Summary

Here we attempt to build a classification model using the Random Forest Classifier algorithm (Liaw and Wiener 2002) which will use the Census Income data with demographic features such as level of education, age, hours dedicated to work, etc to predict whether a person’s annual income will be greater than 50K or not. Our model was able to correctly predict 83% of the test examples. Our classifier performed fairly on unseen test data with an ROC AUC score of 0.89, indicating that it is able to distinguish between the positive class (income > 50k) and negative class (income <=50K) with 0.89 probability. The average precision score of our model on the test data is 0.70 and recall score is close to 0.71, indicating that among the people whose income is actually >50K, we identified 70% of them correctly and among all the people who earned more than 50K, we were able to predict 71% of them correctly. However, it incorrectly predicted 0.064% test examples as false positives. These kinds of incorrect predictions could lead people into believing that they can earn more than 50K by following some other career path which might not be favourable for them, thus we recommend continuing the study to improve this prediction model before it is put into production.

Introduction

As we progress into the future, it has become imperative to earn high to be able to lead a good lifestyle along with enjoying luxuries. People are curious to know what factors affect their income and based on this analysis, how they can take decisions in their lives to earn more.

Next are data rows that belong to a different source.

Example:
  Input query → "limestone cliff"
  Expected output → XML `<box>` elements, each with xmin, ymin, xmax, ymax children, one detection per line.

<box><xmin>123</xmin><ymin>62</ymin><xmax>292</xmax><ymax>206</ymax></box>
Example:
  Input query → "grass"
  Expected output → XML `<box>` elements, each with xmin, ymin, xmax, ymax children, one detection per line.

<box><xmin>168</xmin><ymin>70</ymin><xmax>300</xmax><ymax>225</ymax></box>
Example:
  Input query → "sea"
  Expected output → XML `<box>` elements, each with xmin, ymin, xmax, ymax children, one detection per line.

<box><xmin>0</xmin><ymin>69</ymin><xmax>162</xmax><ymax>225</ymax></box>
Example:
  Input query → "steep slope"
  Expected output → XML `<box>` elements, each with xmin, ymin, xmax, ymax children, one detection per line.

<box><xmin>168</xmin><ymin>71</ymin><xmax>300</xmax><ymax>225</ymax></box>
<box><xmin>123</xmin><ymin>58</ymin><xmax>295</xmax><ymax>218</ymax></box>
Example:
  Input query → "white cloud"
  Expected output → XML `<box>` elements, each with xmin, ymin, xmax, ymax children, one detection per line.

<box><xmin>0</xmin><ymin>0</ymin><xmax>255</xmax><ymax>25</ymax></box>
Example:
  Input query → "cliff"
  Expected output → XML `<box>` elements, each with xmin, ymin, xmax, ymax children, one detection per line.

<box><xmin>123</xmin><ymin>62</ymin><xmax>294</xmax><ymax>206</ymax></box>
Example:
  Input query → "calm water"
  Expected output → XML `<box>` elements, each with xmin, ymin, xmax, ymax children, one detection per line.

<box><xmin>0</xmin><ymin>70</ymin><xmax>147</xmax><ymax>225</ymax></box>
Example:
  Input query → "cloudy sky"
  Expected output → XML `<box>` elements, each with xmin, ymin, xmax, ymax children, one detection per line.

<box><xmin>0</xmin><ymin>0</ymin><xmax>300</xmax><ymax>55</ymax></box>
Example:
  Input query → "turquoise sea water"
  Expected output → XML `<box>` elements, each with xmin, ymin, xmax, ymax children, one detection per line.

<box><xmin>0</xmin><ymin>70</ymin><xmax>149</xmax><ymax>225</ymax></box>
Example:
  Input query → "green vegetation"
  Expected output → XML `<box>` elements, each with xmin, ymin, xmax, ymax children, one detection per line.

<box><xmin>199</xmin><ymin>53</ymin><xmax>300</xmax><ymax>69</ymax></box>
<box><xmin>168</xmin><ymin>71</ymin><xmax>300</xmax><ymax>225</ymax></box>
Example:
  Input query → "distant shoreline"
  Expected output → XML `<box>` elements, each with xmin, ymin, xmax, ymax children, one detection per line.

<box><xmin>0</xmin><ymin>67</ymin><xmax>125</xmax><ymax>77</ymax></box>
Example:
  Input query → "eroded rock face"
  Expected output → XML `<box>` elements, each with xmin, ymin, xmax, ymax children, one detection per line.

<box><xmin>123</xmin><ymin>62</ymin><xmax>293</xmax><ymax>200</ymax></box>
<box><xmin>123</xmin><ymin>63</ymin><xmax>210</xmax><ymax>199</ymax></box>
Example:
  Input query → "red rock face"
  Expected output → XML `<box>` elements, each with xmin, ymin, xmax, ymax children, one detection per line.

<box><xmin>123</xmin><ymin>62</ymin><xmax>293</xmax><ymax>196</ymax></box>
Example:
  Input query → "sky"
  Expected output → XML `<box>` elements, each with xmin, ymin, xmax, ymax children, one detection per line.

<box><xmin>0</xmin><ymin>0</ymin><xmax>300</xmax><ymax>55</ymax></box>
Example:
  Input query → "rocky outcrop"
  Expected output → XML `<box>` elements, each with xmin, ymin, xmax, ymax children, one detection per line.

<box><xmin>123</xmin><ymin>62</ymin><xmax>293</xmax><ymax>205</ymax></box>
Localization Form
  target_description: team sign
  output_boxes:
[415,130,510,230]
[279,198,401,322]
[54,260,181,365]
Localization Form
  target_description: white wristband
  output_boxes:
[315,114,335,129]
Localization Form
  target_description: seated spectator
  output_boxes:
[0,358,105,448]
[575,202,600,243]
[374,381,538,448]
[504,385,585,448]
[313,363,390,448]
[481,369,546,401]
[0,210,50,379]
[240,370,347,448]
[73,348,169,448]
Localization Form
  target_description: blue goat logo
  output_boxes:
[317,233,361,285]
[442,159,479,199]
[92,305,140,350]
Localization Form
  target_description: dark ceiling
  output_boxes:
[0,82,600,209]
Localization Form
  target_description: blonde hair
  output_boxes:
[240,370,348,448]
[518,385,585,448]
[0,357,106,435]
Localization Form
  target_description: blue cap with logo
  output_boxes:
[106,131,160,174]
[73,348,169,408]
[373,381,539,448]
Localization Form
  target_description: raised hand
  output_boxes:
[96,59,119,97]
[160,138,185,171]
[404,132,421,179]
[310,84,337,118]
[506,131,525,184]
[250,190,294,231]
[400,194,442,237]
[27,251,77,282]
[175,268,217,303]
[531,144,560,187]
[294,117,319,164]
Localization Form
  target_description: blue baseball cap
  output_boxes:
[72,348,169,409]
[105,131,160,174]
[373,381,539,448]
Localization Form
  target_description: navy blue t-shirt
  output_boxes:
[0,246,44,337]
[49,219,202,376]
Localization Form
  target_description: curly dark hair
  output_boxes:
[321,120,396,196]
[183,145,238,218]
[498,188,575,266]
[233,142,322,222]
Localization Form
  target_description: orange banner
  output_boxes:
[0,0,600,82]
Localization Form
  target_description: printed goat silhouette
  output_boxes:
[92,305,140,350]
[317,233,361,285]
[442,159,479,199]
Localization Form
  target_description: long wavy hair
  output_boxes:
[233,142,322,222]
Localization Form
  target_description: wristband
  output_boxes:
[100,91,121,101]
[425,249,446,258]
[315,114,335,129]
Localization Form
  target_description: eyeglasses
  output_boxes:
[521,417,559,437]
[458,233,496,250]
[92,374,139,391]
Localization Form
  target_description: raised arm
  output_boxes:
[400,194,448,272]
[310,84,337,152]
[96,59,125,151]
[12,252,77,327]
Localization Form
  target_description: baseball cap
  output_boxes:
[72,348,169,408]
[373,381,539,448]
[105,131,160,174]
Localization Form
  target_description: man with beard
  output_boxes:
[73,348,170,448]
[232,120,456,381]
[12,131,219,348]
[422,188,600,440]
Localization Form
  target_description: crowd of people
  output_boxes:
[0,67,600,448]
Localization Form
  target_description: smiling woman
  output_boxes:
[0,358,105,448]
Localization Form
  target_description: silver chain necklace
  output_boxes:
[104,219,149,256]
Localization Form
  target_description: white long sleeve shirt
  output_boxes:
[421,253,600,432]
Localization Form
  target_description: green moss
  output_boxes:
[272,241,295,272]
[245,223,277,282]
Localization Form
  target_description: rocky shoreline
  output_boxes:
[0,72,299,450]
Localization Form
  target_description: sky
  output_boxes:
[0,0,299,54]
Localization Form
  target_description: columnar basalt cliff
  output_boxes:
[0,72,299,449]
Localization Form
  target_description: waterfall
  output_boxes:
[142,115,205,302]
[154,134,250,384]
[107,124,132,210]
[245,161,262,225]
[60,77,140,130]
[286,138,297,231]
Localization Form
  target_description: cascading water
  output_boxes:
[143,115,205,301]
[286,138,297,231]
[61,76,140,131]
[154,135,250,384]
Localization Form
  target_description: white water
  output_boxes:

Sometimes people are not sure how the level of schooling, the number of hours they dedicate to their work, their marital status and other factors affect their annual income. To determine this, here we ask if we can use a machine learning algorithm to predict whether a person will earn more than 50K USD annually based on these factors or not. Having an understanding of whether they will be able to earn more than 50K USD based on some factors, can help people tweak their career decisions early in life and come up with a plan that can help them earn more in future. (Chakrabarty and Biswas 2018) Also, the income of a person plays a pivotal role in the banking sector to decide whether they would grant them loan or not based on the income level. Thus, if a machine learning algorithm can accurately and effectively predict whether a person will earn more than 50K USD annually, this could help people make better decisions early in their life, until things go out of their hands.

Methods

Data

The data set used in this project is the Census Income Dataset, which is also known as the Adult dataset (Census Income 1996), and was created in 1996. It was sourced from the UCI Machine Learning Repository and the data was extracted by Barry Becker using the 1994 Census database and details of which could be found here.

In this dataset, each row represents a single sample from the census, which include the demographic data of a resident. We are going to dig into the data and explore more about the relationship between the demographic features and their income level below.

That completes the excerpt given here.